Capítulo VIII
Por J. A. Albertini, especial para LIBRE
Juana ríe y apunta.
-De tanto levantarme el vestido estoy vacunada contra la frialdad del cementerio. ¡Pero vamos! -insiste.
Felipito blande el manojo de llaves y con un gesto la invita a que lo siga. En silencio caminan hacia el fondo del camposanto. La luna menguante se disimula en una nube y la oscuridad se densa.
Llegan junto a la construcción. Felipito se inclina sobre el candado que asegura la puerta. Las llaves tintinean y Juana con cansada indiferencia prende un cigarrillo. El joven pugna por identificar la llave conveniente y ella se impacienta.
-¡Mira que nos agarra el día!
-Ya… ¡Ya está…! -y la exclamación se funde con el chasquido que hace el candado al abrirse-. Pasa… pasa… -sugiere y empuja la puerta que chilla en las bisagras.
-¡Qué oscuridad! ¡No se ve nada! -Juana señala al trasponer el dintel.
-Por aquí hay un mocho de vela… En cuanto lo encuentre veremos mejor -Felipito susurra y trastea en las tablas de madera que fungen de anaqueles.
-¡Qué mal huele! -ella olfatea.
-Es que está llena de materiales y herramientas. La puerta se abre poco y no entra claridad ni mucho aire -Felipito justifica y al tacto prosigue la búsqueda de la vela-. ¡Ya…! ¡Ya la encontré!
-prorrumpe triunfal. Se escucha el frotar de un fósforo y surge una pequeña explosión luminosa que destila un suave olor a pólvora. El joven aplica la flama al pabilo de la vela y una claridad opaca se filtra en las tinieblas.
-¡Y qué sucio está todo…! -Juana consolida la percepción.
-Por lo menos no estamos al sereno… -alega indeciso.
-No me acuesto en este suelo lleno de churre y polvo -ella advierte.
-Como quieras -Felipito congenia.
Juana mira en derredor y se fija en la tonga de bolsas de cemento que se apilan junto a la pared del fondo.
-Voy a pararme contra aquellos sacos de cemento. Tú, te pones frente a mí.
Felipito parpadea irresoluto. A la escasa luz de la vela observa como ella pega la espalda a las bolsas de cemento y con la mano izquierda se levanta la falda ancha que descubre las extremidades delgadas que trepan hasta el pubis desnudo.
-¿No usas bloomer…? -balbucea.
-Para trabajar son un estorbo.
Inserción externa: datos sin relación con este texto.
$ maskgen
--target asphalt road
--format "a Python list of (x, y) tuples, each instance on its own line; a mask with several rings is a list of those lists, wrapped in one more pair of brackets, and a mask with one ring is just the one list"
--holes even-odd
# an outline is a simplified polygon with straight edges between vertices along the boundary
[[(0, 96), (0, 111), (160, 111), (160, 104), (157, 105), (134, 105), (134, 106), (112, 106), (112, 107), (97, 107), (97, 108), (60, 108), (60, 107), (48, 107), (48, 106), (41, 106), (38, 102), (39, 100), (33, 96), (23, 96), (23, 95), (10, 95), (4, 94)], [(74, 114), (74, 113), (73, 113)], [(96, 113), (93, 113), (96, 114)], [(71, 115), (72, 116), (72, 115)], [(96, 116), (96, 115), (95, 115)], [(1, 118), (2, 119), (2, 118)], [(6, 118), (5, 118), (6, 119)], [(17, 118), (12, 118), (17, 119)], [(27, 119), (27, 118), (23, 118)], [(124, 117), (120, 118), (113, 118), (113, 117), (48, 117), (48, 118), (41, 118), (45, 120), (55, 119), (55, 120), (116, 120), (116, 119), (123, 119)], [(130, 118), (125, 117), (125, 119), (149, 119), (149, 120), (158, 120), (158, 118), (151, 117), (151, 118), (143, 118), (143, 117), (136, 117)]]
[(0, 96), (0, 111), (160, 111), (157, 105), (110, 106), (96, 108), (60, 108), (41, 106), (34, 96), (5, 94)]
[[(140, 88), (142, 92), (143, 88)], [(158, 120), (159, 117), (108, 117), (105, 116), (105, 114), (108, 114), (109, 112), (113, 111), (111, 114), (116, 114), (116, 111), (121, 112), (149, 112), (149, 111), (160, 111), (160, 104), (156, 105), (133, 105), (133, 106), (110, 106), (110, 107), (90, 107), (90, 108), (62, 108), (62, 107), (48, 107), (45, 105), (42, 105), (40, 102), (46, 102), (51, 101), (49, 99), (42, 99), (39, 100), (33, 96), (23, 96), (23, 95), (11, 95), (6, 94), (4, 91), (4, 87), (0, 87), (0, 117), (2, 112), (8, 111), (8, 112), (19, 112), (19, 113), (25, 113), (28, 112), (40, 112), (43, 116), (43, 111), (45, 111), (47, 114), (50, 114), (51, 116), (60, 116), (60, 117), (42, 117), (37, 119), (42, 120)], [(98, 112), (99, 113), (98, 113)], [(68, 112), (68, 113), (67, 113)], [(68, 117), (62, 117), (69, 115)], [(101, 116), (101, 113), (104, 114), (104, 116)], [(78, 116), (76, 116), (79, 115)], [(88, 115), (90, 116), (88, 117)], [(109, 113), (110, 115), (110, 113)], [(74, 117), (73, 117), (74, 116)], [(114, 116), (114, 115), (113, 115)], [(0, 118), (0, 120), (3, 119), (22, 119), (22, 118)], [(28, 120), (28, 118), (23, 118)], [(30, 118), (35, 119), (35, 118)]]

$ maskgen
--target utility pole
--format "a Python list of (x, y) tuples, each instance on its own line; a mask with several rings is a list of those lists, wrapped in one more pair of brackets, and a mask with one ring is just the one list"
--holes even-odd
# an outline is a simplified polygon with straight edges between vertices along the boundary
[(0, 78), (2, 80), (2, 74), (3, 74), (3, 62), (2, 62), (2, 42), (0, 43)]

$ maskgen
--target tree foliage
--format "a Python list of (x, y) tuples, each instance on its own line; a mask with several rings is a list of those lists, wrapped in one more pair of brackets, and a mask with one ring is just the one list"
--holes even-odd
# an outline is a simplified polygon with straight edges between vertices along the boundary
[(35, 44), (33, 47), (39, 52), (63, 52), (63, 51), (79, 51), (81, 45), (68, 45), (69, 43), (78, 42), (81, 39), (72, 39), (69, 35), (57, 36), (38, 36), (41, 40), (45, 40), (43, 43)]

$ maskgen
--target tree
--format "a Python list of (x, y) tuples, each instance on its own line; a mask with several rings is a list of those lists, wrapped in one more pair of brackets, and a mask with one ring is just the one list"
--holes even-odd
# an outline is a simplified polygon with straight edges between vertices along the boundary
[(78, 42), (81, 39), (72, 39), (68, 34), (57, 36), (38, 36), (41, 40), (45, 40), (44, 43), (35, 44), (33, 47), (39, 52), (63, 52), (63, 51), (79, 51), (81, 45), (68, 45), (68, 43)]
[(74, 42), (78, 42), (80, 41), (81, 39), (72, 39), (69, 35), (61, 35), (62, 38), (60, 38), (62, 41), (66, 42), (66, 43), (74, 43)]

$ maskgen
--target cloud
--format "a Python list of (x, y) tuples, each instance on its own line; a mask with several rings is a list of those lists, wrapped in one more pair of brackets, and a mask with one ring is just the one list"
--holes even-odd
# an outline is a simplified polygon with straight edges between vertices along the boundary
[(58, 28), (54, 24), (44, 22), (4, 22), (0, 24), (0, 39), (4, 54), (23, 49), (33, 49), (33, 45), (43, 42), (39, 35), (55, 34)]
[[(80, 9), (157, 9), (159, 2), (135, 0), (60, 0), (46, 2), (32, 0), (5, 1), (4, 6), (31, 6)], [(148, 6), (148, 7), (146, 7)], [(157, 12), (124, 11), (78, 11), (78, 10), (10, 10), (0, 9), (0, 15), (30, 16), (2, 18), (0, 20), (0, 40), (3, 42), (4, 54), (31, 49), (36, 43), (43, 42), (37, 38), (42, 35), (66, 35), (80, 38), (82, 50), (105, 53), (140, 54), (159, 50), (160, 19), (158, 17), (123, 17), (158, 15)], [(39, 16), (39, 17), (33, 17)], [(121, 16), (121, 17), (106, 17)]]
Pero arrímate y bájate los pantalones que esto está matao.
El cuerpo del hombre tiembla y la piel le arde en los poros.
-Me… ¿me los quito…?
-Bájatelos nada más -prácticamente le ordena. Él se aproxima; la mujer estira la diestra. Le aprisiona la camisa y lo atrae-. Déjame ayudarte -dice y con dedos hábiles le afloja el cinto.
Felipito respira grueso y experimenta el despertar del sexo que golpea contra la tela que lo limita.
-Tengo calor… -murmura sibilante.
-En cuanto acabemos vas a sentir frío. Desabróchate la cintura… la portañuela -lo apremia.
Con manos torpes cumple las instrucciones. El pantalón y el calzoncillo, blanco, de piernas a medio muslo, resbalan y se arrollan en los tobillos, por encima del calzado.
El símbolo viril, emancipado de ataduras, desafía la gravedad. Juana con ojos expertos valora la dimensión. Adelanta la mano derecha y las yemas de los dedos acarician el glande duro y palpitante.
-Ven.. . —susurra—. La mano envuelve el órgano masculino y lo guía al encuentro-. Dobla las rodillas para que puedas entrar. Eres más alto que yo -le aconseja en el mismo tono susurrante que ahora suena más íntimo-. Despacio… despacito -con la siniestra mantiene la falda en alto y adelanta la pelvis.